Just to clarify, i do have a summer assignment that i am working on. It is of the same type as these are and that's why i posted them in particular. I have to describe a summer scene. I want to get advice on describing scenes, and critiques on my past works so that I can improve my style of writing.
It seems you are drawn to imagism, in which the poet tries to communicate a feeling or idea purely through the use of images. To make an imagist poem work, you must attend closely not only to finding the right words to convey the image but also to the rhythm and flow of the lines.
Of the two you've posted above, I prefer "Fall." The images are more crisp and the wording is also more clean. However, I don't like the last stanza, where you tell us what the poem is about. Better to refer to the scent of the spices drifting away in the wind and let the reader make the connection to the autumnal theme of transience.
By all means, post what you've got so far for summer so that we can help with that one.
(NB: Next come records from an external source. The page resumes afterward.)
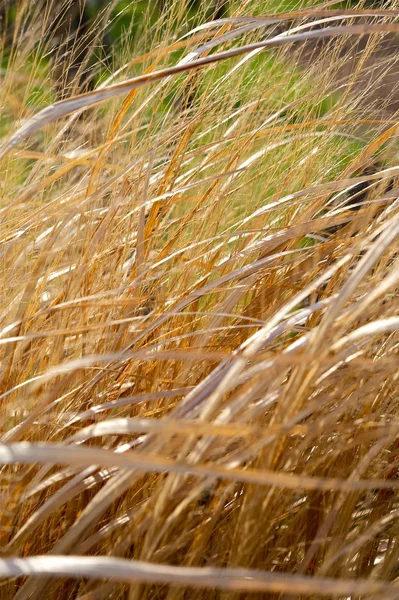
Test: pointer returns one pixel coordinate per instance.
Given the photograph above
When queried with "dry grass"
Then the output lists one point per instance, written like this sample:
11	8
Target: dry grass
199	382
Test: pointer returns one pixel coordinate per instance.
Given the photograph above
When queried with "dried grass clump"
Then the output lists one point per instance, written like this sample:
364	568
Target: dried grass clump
199	332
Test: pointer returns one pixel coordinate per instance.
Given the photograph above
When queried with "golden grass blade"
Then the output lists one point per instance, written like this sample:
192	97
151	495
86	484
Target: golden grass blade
85	101
206	577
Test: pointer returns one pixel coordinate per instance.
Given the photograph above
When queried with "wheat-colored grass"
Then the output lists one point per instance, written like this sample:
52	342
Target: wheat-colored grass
199	340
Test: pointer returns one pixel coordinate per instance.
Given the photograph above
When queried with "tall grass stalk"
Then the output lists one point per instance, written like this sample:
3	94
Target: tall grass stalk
198	331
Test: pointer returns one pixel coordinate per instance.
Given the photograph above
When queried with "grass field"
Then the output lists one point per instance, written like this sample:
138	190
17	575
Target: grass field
199	306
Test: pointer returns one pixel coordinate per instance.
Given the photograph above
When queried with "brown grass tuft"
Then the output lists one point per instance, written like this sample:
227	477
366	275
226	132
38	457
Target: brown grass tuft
199	309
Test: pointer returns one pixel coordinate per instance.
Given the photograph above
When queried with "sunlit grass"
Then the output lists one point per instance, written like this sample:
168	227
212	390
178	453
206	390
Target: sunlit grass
199	374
And here's another tip: To learn to write poetry, read poetry. Not the poetry on poetry websites, which varies so widely in quality. Go to the library. Camp out in the poetry section. Pull books from shelves. Flip through them. Copy any poems or lines you especially like into a notebook for future reference. Use the notebook to scribble lines or images or overheard dialogue whenever they come to you, understanding that most poets write scores of failed poems for every one they like well enough to share with others.
oh thats a really good idea! Thanks. I am still working on my Summer poem, but i'll post it when i am finished.
Can you give me an example of a poem that doesn't use imagism, but describes a scene in another way?
The last stanza in Fall was mostly out of habit becuase i am used to explaining things or concluding them.
For contemporary poetry, you could go to the "Poetry International Web" and browse around. This month's issue has some pretty descriptive poems by Yao Feng. For older poetry you could go to the Project Bartleby Archive, click on the "Verse" tab, and then either browse a few anthologies or have a look at some of the books by D.H. Lawrence or G.M. Hopkins, both of whom are pretty descriptive. For famous poems from all eras, visit the "Famous Poets and Poems" website. Maya Angelou, who is represented on that site, is particularly descriptive and innovative in her use of imagery.
You might also like some of the Romantic and Victorian poets. Your winter poem contains narrative elements, and the last good narrative poem was penned over a hundred years ago. Also, didactic elements weren't considered anathema then. The notion that these should be avoided has become so deeply ingrained in what passes for poetic circles these days that it is easy to forget that the dislike of them is a period preference, not a reflection of anything objectively wrong with them.
If you are writing with a view to eventually being published, then you should of course conform to the prevailing period preferences, but if you are writing for your own benefit, then there is no reason you shouldn't model yourself on the sort of poets who wrote well enough to sustain a widespread public interest in poetry, especially if you find you enjoy reading them yourself.
Several things. In the poem titled "Fall," who is the speaker in the poem, also, who is the "we?" This is important to know because you bring in the "we" all of a sudden in the last stanza. Also, where is the speaker? In the first stanza, it seems as though they re inside, then in the second stanza they are walking out side.